The report highlights several sectoral reforms that will attract more investment to Indian renewable energy companies. The reforms include the green energy corridor scheme, Production Linked Incentive (PLI) schemes, and privatization of state electricity distribution companies (DISCOMs). The industry and investors expect announcements about more such reforms in the upcoming Union Budget.
“Ahead of the Union Budget 2023-24, the government’s approval of an initial capital outlay of INR 19,744 crore (about US$2.43 billion) under the green hydrogen mission is the latest example of a policy push that will position India as a green hydrogen export hub and attract global investors,” says report co-author Shantanu Srivastava, energy finance analyst, IEEFA.
“Investors would now be looking forward to a detailed breakup of the outlay for the PLI scheme for green hydrogen production and electrolyzer manufacturing under the Strategic Interventions for Green Hydrogen Transition (SIGHT) program of the green hydrogen mission,” he added.
The report finds that several new technologies and associated business models are taking shape in India, in line with global developments. It identifies battery energy storage systems (BESS), offshore wind, and green hydrogen as key new technologies offering ample space for global investments.
“India plans to integrate large-scale solar and wind energy into its grid by 2030. In this context, battery storage is a vital technology solution as it allows time to shift the dispatch of solar and wind power,” says the report’s co-author Amit Manohar, sector lead – renewable energy, Invest India.

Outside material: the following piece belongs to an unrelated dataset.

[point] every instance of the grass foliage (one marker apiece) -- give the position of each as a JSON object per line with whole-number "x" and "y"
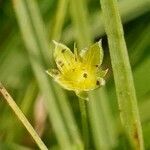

According to Srivastava, the government should look to use the Union Budget to introduce a PLI scheme for grid-scale storage to scale up domestic capacities. It should also look to offer import duty waivers for setting up local battery manufacturing capacities.
The report also finds strong potential in India’s offshore wind power segment.
“Despite the slowdown, the Ministry of New and Renewable Energy’s announcement of a 4GW tender for offshore wind power off the coasts of Tamil Nadu and Gujarat has reinvigorated the sector. Offshore wind potential in India is pegged at 195GW along the 7,600km coastline with an ability to provide utilization factors of more than 50-55%,” says Manohar.
Here too, Srivastava suggests that the government should provide tax and non-tax incentives in the upcoming Union Budget to facilitate offshore wind projects’ growth, similar to what it did for solar and onshore wind in the past.
The report also identifies emerging trends such as corporate decarbonization and the energy-as-a-service model offering new avenues for investments in India’s renewable energy sector.
Corporate decarbonization is a growing trend buoyed by increasing net-zero commitments by Indian companies. “The government should also look at providing financing support in the budget for industrial decarbonization. “Rolling out sovereign sustainability-linked bonds linked to India’s updated Nationally Determined Contributions, is a viable option,” says Srivastava.
Energy-as-a-service model offers high margins and growth prospects in a fast-evolving energy economy. Energy efficiency services, demand side management and cloud energy storage offerings are just a few of the new offerings under this model.
The other key emerging trend is hybridizing solar and wind power for minimizing variability and optimally utilizing the infrastructure.
With an installed capacity of around 104 GW of wind and solar to date, the renewable energy sector is making strides to provide solutions for the intermittency of the two generation sources. And the government is releasing tenders for round-the-clock and hybrid RE projects instead of plain solar or wind tenders.
Srivastava adds that the government should provide incentives in the budget to facilitate the growth of the wind power equipment manufacturing industry and bring in more domestic competition. This will help invigorate the wind-solar hybrid market.